Percorrendo cada esquina, cada rua
e os cães conhecem-te o olhar
onde o líquido fel e o sabor a sangue
te inunda os lábios pelo despertar
de todas as manhãs.

Danças pela noite fora
como se o tempo te pertencesse
e lírios azuis florescem dos teus gestos,
tão absurdos e inúteis
como a tua valsa nos braços da noite.

Guardo a tua imagem nua e
etéreo corpo bebendo a luz,
tão perto da água e as estrelas reflectem
o teu improvável destino. Já não vês a vida.

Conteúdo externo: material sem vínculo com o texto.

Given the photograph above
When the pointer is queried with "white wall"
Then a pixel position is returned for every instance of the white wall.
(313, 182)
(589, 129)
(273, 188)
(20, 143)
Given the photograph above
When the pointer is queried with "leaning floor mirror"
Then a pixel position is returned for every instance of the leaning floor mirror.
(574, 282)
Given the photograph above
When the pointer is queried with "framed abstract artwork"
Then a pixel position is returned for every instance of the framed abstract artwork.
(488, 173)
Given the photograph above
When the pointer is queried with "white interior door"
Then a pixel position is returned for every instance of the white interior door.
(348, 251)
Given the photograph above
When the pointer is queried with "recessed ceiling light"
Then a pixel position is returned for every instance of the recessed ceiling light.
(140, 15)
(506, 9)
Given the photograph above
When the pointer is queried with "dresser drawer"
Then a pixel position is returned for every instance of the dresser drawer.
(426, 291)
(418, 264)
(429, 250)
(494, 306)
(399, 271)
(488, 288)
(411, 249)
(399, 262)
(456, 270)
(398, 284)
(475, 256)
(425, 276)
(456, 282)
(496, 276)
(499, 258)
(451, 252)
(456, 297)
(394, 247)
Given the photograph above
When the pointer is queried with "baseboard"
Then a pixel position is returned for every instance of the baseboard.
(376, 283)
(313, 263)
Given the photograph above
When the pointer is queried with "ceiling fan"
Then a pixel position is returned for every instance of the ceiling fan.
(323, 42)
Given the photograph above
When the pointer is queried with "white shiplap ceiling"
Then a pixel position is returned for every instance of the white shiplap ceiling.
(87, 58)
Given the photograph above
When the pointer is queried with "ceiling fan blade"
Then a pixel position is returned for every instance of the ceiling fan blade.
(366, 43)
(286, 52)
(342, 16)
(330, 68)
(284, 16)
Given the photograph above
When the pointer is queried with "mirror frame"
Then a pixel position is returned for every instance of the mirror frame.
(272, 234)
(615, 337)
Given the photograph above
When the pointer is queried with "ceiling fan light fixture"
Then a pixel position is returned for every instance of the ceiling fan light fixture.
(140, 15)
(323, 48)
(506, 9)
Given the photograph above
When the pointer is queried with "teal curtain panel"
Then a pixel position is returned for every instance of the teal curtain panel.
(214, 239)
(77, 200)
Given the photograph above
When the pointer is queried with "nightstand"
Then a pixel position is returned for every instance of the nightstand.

O teu olhar sobrevoa a areia
do calcinado deserto. Não há esquecimento.
E são os dedos dóceis, embora firmes,
da tua solidão a escrever as cicatrizes
na tua pele os mapas da desolação,
onde retiras o alimento do teu destino.

Sem olhar para trás. E danças pela escuridão adentro
com vidros atravessando as pálpebras
do teu sono.

Maria João Cantinho

16/09/2008


Foto de carolcam

NO CORAÇÃO DA MAGNÓLIA

De repente a magnólia
pulsa, não digas a solidão.

Guarda tudo, pois a música escoa,
um rumor de chuva
mansa, cintila
no rastro da lua

e pulsa o coração,
chegam os seres da noite
de pálpebras carregadas
sonhos em filigrana,
o grito contido.

O orvalho acontece
por dentro, olhos recolhidos
na saudade, o frio,

de repente a magnólia
pulsa, e a escuridão
é um adágio, não digas a solidão.

Alguém que me lê
o centro do coração ilumina-se,
o poema flui e ouves
o canto, não as palavras
decepadas,
arrancadas à opacidade.

Ouves. No coração da magnólia.

Maria João Cantinho

07/09/2008


by houseofblues

um deus que caminha
invisível, por dentro dos jacarandás
desenhando a orla da noite
o arrepio do mar.

os barcos esperam-no
quietos, guardando a luz,
os olhos do deus, o seu deslizar
entre as águas tranquilas.

Maria João Cantinho

Foto de gilesleitao

A CANÇÃO POSSÍVEL

Poderei ainda, amor, cantar
o exercício da insuportável ternura
sem que a vida sucumba
às cicatrizes do passado?

Por mais que digamos,
as nossas bocas morrendo uma na outra,
entre espasmos,
ainda a rosa é pálida
e os nossos dedos não passarão de mendigos
que se tocam na espuma dos dias.

Por mais que digamos,
as palavras jamais saberão o caminho
que lhes é devido,
o caminho das flores do silêncio
esse o único que salva o amor,
cravando-o na boca de Deus.

É noite, ainda, meu amor,
e a lua vem beijar-te os ombros
o teu corpo procura o lugar do meu,
como se nenhum outro coubesse dentro dele
antigo como a noite.

E os dedos serão ainda em torno da luz,
buscando a chama, o fruto,
a ferida que as tuas palavras
rasgaram no meu corpo
em volta dessa insuportável ternura.